Ветер развел чувствительную волну. Быстро потемнело. Караван двигался неторопливо. Вдали за камышами показались огоньки. Где-то там был берег.

И вдруг мы остановились. С лодки в лодку прокричали:

– Мотор сдох…

Ничего не оставалось делать. Только ждать.

Лодка вставала на волне чуть ли не вертикально. Мы цеплялись за неё – боялись оказаться за бортом. К сердцу подступал страх. Я прикидывал, хватит ли у меня сил доплыть до берега.

Человек, о котором я рассказываю, внешне был невозмутим. Он сказал:

– Не надо кукситься. Кто какой анекдот знает?
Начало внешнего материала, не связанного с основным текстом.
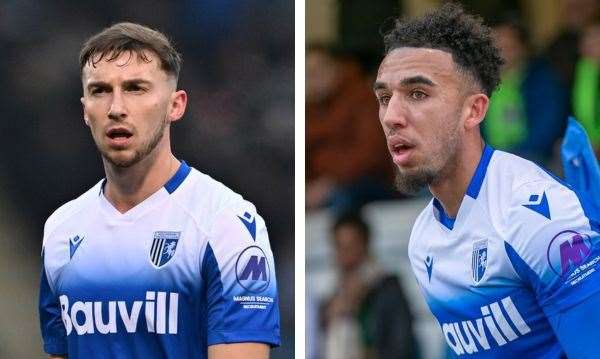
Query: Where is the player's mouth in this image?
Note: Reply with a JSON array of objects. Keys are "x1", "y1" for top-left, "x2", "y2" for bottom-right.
[
  {"x1": 388, "y1": 137, "x2": 416, "y2": 166},
  {"x1": 106, "y1": 127, "x2": 133, "y2": 148}
]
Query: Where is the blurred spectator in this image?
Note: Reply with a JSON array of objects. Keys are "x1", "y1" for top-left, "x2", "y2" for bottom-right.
[
  {"x1": 306, "y1": 46, "x2": 392, "y2": 213},
  {"x1": 335, "y1": 0, "x2": 404, "y2": 73},
  {"x1": 572, "y1": 23, "x2": 600, "y2": 157},
  {"x1": 321, "y1": 214, "x2": 416, "y2": 359},
  {"x1": 545, "y1": 0, "x2": 600, "y2": 93},
  {"x1": 483, "y1": 15, "x2": 568, "y2": 163}
]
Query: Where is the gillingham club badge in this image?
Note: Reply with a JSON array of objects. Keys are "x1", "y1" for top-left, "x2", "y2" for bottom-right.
[{"x1": 150, "y1": 231, "x2": 181, "y2": 268}]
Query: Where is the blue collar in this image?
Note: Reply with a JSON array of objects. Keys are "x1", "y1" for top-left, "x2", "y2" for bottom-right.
[
  {"x1": 165, "y1": 161, "x2": 192, "y2": 194},
  {"x1": 433, "y1": 144, "x2": 494, "y2": 230},
  {"x1": 467, "y1": 144, "x2": 494, "y2": 199},
  {"x1": 98, "y1": 161, "x2": 192, "y2": 195}
]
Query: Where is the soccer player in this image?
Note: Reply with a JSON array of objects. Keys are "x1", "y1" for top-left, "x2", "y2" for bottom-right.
[
  {"x1": 374, "y1": 5, "x2": 600, "y2": 358},
  {"x1": 39, "y1": 23, "x2": 280, "y2": 359}
]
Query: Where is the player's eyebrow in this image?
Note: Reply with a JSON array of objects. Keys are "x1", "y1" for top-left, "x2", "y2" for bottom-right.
[
  {"x1": 122, "y1": 79, "x2": 152, "y2": 87},
  {"x1": 373, "y1": 75, "x2": 435, "y2": 91},
  {"x1": 400, "y1": 75, "x2": 435, "y2": 86},
  {"x1": 86, "y1": 78, "x2": 152, "y2": 91}
]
Начали рассказывать всякие истории. Болтающиеся на крутой волне лодки больше не пугали. Мысли о том, что можем утонуть, испарились.
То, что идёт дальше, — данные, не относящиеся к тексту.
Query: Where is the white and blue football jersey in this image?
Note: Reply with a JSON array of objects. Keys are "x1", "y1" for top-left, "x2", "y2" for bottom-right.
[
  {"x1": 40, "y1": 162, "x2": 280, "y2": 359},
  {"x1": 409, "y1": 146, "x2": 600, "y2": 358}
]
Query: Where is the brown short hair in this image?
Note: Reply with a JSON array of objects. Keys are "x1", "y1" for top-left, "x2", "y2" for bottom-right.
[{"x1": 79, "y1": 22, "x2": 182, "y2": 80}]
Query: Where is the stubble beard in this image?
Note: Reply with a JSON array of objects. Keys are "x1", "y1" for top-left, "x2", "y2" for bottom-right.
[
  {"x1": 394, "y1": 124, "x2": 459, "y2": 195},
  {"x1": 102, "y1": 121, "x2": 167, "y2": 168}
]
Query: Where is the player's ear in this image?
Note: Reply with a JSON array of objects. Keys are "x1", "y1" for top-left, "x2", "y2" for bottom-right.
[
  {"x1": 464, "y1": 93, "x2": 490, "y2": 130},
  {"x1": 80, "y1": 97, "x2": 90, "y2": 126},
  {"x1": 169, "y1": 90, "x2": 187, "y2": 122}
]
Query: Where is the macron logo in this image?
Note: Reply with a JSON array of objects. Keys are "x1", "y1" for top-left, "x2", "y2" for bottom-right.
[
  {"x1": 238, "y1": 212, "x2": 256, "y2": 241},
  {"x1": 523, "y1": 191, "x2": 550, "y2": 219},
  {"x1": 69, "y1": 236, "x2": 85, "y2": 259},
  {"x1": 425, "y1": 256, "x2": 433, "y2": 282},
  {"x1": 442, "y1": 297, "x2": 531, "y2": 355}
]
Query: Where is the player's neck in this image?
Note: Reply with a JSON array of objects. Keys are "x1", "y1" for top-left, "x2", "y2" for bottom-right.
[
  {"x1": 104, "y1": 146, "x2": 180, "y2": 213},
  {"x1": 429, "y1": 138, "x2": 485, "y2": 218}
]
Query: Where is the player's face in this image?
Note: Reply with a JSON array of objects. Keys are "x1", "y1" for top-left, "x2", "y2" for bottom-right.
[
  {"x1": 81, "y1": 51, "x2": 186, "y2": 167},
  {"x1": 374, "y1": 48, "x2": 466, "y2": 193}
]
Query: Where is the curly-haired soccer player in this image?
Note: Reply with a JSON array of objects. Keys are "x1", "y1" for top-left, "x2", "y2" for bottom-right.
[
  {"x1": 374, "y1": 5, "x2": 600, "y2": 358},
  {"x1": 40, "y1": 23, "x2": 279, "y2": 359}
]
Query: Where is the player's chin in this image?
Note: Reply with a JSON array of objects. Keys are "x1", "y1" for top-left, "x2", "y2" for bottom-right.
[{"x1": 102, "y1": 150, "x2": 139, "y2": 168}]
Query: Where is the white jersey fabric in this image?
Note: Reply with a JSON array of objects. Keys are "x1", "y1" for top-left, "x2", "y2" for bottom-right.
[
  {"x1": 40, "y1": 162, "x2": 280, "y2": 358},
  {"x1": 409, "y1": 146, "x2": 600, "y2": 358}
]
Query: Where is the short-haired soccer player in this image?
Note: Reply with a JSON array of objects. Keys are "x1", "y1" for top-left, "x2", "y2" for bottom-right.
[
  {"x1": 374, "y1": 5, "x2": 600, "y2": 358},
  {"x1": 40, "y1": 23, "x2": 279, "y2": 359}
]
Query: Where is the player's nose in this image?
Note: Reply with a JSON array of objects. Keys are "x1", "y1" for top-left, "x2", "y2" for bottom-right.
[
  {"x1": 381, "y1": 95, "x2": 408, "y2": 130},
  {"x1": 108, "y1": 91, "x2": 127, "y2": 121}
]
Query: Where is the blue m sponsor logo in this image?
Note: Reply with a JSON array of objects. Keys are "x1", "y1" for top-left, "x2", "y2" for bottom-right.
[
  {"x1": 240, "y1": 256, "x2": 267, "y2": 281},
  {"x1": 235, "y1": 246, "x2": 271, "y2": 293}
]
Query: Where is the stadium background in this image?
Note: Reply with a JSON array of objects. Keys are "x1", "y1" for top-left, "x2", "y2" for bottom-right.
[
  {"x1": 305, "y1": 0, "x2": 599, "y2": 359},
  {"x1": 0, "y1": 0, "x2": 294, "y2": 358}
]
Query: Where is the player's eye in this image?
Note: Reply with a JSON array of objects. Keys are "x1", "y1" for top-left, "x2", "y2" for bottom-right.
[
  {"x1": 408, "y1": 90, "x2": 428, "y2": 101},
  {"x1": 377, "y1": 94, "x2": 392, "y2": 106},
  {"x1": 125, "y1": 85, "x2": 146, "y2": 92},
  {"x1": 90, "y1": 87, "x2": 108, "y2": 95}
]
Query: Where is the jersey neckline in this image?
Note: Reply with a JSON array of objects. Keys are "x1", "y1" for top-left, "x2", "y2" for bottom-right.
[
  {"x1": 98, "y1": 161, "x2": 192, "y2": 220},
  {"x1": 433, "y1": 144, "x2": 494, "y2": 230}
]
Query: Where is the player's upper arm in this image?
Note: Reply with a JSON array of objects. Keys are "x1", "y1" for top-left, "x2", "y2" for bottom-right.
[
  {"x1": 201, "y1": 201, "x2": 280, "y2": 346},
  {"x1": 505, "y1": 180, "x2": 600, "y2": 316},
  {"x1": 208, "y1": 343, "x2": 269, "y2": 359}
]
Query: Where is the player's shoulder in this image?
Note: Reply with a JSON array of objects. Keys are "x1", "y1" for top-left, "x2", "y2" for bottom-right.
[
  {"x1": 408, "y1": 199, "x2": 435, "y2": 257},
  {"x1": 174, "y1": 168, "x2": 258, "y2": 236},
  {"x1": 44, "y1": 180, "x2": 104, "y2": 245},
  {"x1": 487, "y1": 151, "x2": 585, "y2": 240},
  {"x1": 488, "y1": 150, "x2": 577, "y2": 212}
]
А тут и караван тронулся. Мотор исправили. Он дотащил нас до базы. Мой товарищ сел за руль машины и мы поехали домой, как будто у водителя не было пережитого страха.
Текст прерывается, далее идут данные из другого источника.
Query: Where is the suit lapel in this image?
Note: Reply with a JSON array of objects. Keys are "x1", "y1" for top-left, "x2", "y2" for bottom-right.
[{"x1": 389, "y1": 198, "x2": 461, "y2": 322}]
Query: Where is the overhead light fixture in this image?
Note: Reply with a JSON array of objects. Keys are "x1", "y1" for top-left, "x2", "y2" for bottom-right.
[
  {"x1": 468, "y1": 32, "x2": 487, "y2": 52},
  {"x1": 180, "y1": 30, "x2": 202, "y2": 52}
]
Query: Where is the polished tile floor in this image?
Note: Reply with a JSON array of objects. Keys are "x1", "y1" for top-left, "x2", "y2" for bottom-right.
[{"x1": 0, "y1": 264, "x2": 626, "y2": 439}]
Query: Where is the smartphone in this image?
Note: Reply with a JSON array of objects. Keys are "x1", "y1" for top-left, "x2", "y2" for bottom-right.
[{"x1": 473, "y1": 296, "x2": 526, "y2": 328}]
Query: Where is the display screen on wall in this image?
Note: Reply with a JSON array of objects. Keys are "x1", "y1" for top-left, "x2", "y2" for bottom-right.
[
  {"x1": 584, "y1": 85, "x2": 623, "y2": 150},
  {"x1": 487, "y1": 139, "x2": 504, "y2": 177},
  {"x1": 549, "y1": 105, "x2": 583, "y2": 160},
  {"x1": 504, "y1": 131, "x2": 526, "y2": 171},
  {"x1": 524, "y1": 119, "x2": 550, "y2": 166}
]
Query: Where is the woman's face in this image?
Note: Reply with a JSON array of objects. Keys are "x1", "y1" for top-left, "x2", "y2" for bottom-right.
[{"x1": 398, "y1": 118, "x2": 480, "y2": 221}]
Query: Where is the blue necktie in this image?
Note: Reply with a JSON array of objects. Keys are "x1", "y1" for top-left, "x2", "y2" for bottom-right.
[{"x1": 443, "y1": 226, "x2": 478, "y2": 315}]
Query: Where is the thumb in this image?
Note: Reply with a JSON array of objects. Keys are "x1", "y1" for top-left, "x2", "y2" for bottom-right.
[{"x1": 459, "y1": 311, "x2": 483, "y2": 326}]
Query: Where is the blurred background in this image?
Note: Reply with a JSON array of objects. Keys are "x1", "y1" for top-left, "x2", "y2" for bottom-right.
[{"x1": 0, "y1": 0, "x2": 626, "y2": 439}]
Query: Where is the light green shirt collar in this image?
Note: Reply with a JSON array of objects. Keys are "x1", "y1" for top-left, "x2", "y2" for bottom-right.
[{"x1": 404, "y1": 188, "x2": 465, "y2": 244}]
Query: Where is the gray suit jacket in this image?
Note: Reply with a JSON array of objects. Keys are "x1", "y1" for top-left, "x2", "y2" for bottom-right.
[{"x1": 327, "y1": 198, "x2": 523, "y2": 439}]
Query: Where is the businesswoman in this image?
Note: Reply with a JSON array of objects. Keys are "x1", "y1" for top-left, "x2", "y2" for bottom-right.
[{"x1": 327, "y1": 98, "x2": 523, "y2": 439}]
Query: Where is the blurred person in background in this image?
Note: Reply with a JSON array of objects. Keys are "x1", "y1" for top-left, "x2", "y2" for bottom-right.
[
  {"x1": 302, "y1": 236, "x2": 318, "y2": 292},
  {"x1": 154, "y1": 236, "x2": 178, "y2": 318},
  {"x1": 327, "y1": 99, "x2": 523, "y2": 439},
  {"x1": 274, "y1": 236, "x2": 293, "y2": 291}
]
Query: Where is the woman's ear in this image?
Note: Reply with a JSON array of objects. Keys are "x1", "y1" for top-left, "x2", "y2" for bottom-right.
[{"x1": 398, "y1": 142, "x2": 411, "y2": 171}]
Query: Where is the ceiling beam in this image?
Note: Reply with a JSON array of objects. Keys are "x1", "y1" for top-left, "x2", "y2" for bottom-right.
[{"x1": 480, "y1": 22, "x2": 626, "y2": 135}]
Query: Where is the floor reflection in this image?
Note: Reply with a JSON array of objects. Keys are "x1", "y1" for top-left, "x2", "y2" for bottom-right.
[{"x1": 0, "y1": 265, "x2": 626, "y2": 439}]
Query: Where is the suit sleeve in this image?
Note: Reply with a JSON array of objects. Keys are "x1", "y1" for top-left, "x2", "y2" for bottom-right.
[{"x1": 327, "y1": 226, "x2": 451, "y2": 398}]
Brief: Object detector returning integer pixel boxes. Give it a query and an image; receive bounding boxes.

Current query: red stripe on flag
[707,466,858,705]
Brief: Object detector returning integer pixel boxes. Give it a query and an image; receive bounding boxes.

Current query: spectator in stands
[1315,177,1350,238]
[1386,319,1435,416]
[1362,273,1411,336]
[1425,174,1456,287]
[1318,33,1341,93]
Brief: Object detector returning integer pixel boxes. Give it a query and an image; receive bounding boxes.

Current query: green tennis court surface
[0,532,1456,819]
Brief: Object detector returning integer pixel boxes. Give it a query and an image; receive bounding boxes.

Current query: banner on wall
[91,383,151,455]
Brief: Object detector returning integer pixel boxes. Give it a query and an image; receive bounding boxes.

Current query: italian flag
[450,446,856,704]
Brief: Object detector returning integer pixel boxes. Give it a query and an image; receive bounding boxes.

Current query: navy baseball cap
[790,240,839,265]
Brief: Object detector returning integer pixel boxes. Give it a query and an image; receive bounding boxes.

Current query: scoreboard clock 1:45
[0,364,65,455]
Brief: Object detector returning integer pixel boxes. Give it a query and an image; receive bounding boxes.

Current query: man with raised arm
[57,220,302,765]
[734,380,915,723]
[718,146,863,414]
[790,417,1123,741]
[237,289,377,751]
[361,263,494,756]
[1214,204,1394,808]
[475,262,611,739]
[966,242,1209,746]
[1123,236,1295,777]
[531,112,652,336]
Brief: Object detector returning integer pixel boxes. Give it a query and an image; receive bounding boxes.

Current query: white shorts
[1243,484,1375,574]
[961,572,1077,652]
К тому времени, когда меня терзали за сестру, он уже работал первым секретарем райкома партии. И как раз в том районе, где находилась моя редакция.

Наш ретивый парторг, не удовлетворенный итогами собрания, побежал согласовывать в райком. Попал на приём к первому секретарю.

Тот выслушал, посмотрел протокол собрания, сказал:

– Оставьте его в покое. Я знаю Геймана больше, чем вы и ваши ораторы. Этот человек не заслуживает такого обращения. И пусть он спокойно работает.

Но парторгу этого было мало. Он пошёл в КГБ. К моему счастью, там ему сказали то же самое.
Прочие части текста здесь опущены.